Production
It was felt that we'd done the one with the hardware and that now we wanted to do something amusing. Out came this script with a Tiger Moth in it, which was as far removed from the hardware that was in Thunderbirds as anything I can think of.
David Lane (2009)Despite the unexpected failure of Thunderbirds Are Go on its release in December 1966, the United Artists distributors authorised a sequel, to be budgeted at £300,000. Major production credits were unchanged from the first film: while Gerry and Sylvia Anderson scripted the film in three months and returned as producers, David Lane filled the position of director.
The plot of the ill-fated Skyship One was intended to be more light-hearted than that of Zero-X in Thunderbirds Are Go, although at the earliest production stage the focus was to be a "Russo-American space project". From an idea of Desmond Saunders, a long-standing collaborator who had an interest in aviation, the Andersons based the plot on the destruction of the British R101 in 1930. Gerry Anderson researched airship history by reading books on the R101, the R100 and the Graf Zeppelin. The plot also emulates the Thunderbirds Series Two episode "Alias Mr. Hackenbacker", which stars another of Brains' pioneering aircraft, Skythrust.
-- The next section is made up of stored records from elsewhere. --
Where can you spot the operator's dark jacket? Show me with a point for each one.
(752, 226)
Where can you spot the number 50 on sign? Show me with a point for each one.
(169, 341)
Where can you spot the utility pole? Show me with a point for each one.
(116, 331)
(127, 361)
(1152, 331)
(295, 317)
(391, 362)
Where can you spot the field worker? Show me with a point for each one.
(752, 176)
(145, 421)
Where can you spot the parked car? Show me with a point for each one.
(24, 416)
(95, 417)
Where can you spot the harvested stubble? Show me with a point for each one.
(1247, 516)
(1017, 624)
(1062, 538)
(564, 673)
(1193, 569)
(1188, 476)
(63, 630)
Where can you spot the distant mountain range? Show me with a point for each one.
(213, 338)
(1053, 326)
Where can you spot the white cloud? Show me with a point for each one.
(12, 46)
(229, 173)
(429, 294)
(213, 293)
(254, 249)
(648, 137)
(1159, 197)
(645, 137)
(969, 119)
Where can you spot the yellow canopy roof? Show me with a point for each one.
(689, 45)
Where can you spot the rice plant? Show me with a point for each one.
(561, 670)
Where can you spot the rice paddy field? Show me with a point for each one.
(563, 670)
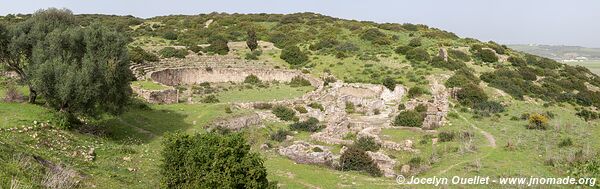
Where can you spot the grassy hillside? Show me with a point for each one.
(500, 88)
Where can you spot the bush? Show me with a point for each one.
(211, 160)
(262, 106)
(280, 135)
(170, 35)
(299, 81)
(367, 144)
(218, 45)
(537, 121)
(350, 107)
(310, 125)
(402, 49)
(301, 109)
(284, 113)
(170, 52)
(565, 142)
(415, 42)
(293, 55)
(416, 91)
(459, 55)
(139, 55)
(316, 105)
(358, 160)
(253, 55)
(486, 108)
(375, 36)
(417, 54)
(487, 55)
(389, 83)
(446, 136)
(462, 78)
(12, 93)
(401, 107)
(210, 99)
(252, 79)
(471, 95)
(421, 108)
(409, 118)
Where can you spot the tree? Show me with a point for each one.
(487, 55)
(417, 54)
(82, 70)
(357, 159)
(218, 45)
(18, 41)
(251, 41)
(409, 118)
(293, 55)
(211, 160)
(389, 83)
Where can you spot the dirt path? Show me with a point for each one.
(489, 137)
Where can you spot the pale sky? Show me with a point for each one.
(554, 22)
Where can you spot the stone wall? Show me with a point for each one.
(177, 76)
(167, 96)
(238, 122)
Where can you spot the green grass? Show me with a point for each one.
(271, 93)
(149, 85)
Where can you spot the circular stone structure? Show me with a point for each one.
(188, 76)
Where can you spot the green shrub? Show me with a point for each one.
(139, 55)
(403, 49)
(299, 81)
(262, 106)
(446, 136)
(218, 45)
(462, 78)
(293, 55)
(316, 105)
(565, 142)
(170, 52)
(389, 83)
(367, 144)
(537, 121)
(170, 35)
(210, 99)
(253, 55)
(421, 108)
(350, 107)
(417, 54)
(280, 135)
(409, 118)
(210, 160)
(415, 42)
(252, 79)
(471, 95)
(459, 55)
(375, 36)
(301, 109)
(358, 160)
(401, 107)
(487, 55)
(416, 91)
(284, 113)
(310, 125)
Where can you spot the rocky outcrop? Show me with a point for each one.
(166, 96)
(238, 122)
(305, 153)
(194, 75)
(384, 163)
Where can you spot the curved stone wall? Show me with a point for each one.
(177, 76)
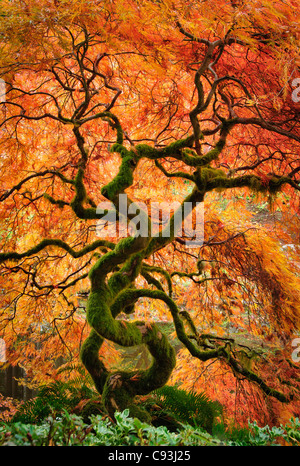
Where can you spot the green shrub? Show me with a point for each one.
(179, 406)
(70, 429)
(54, 399)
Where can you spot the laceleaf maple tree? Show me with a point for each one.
(161, 101)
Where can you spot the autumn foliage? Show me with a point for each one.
(164, 101)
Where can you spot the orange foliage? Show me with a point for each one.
(220, 72)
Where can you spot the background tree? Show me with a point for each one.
(186, 101)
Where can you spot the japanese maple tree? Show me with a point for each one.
(162, 101)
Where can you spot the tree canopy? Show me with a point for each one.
(164, 101)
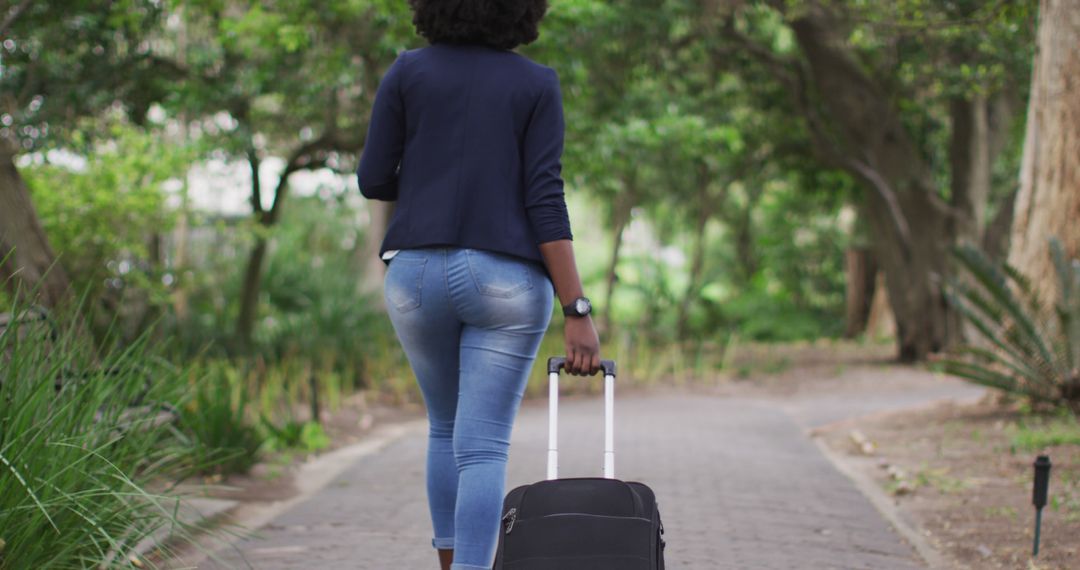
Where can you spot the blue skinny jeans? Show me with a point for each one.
(471, 323)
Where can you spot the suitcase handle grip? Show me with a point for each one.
(555, 364)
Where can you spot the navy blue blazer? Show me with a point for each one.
(468, 139)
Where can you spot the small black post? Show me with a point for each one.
(1039, 496)
(313, 383)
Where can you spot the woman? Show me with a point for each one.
(467, 136)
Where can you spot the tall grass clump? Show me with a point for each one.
(214, 424)
(1028, 348)
(78, 457)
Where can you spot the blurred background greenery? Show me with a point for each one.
(178, 176)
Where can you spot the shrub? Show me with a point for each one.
(76, 461)
(214, 423)
(1030, 349)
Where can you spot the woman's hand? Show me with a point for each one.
(582, 345)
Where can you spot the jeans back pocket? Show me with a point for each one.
(405, 282)
(499, 275)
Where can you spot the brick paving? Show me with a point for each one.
(740, 486)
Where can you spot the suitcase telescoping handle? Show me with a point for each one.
(554, 365)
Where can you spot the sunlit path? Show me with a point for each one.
(740, 486)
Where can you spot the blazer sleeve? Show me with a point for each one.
(380, 160)
(542, 152)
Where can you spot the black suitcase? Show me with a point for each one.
(582, 523)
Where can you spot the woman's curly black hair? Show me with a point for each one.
(501, 24)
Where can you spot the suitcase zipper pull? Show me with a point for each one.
(512, 516)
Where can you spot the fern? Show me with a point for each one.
(1028, 349)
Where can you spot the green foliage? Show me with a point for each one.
(293, 435)
(1036, 434)
(216, 431)
(76, 464)
(65, 60)
(103, 200)
(1031, 349)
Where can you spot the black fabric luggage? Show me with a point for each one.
(581, 523)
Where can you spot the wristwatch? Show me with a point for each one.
(579, 307)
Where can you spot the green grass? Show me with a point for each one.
(214, 423)
(76, 464)
(1035, 434)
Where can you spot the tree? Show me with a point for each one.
(297, 80)
(61, 64)
(1048, 204)
(869, 102)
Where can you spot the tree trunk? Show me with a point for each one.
(867, 138)
(861, 273)
(620, 217)
(27, 261)
(1048, 203)
(697, 266)
(970, 162)
(250, 292)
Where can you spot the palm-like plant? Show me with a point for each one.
(1028, 348)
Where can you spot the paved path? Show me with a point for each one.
(740, 486)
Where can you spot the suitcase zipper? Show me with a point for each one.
(512, 516)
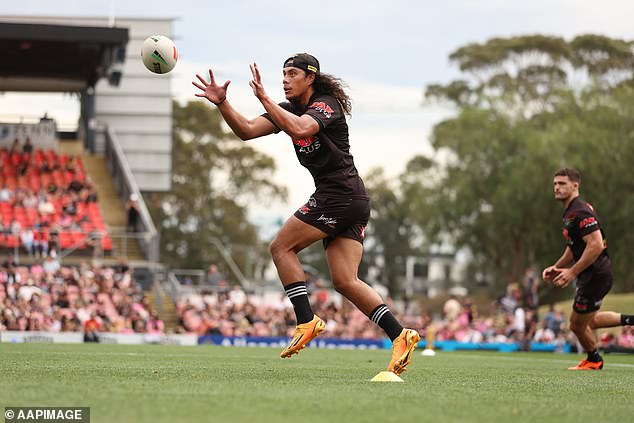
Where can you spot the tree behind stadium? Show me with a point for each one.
(527, 106)
(215, 177)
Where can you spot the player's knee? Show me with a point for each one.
(342, 285)
(576, 326)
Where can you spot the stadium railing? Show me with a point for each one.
(126, 185)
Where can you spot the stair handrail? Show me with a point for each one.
(126, 185)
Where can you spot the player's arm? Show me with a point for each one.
(296, 127)
(565, 260)
(594, 248)
(244, 128)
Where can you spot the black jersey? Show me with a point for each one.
(580, 220)
(326, 154)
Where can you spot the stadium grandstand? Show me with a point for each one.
(72, 258)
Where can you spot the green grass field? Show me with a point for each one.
(154, 383)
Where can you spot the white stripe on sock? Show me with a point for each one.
(379, 314)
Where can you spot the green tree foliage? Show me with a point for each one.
(215, 178)
(390, 234)
(525, 107)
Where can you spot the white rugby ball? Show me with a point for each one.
(159, 54)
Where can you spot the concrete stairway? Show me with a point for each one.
(162, 303)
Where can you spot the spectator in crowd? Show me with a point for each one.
(214, 277)
(27, 239)
(92, 327)
(51, 265)
(28, 147)
(133, 211)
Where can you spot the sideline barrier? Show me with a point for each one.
(276, 342)
(105, 338)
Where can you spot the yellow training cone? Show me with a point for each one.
(386, 377)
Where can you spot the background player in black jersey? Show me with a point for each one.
(337, 212)
(586, 260)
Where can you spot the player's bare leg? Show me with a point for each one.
(580, 325)
(294, 236)
(344, 257)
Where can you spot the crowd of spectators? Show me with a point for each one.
(48, 203)
(512, 318)
(91, 298)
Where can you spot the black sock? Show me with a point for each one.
(594, 356)
(298, 294)
(383, 317)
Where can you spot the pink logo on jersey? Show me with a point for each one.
(305, 142)
(589, 221)
(322, 107)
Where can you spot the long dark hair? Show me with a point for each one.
(331, 85)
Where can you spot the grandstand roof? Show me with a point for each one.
(43, 57)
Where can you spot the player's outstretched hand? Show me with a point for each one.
(564, 277)
(550, 273)
(210, 90)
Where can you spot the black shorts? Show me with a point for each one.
(337, 217)
(592, 285)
Introducing a vintage de Havilland Tiger Moth as the new Thunderbird 6, in their script the Andersons allude to 1960s publicity for Esso, which advertised under the promotional banner of "Put a Tiger in Your Tank". A line from Virgil Tracy during the final rescue of the Skyship One occupants adapts this slogan to refer to the "Tiger" stored inside Thunderbird 2's Pod. However, no character dialogue explicitly refers to the aircraft by the full name "Tiger Moth".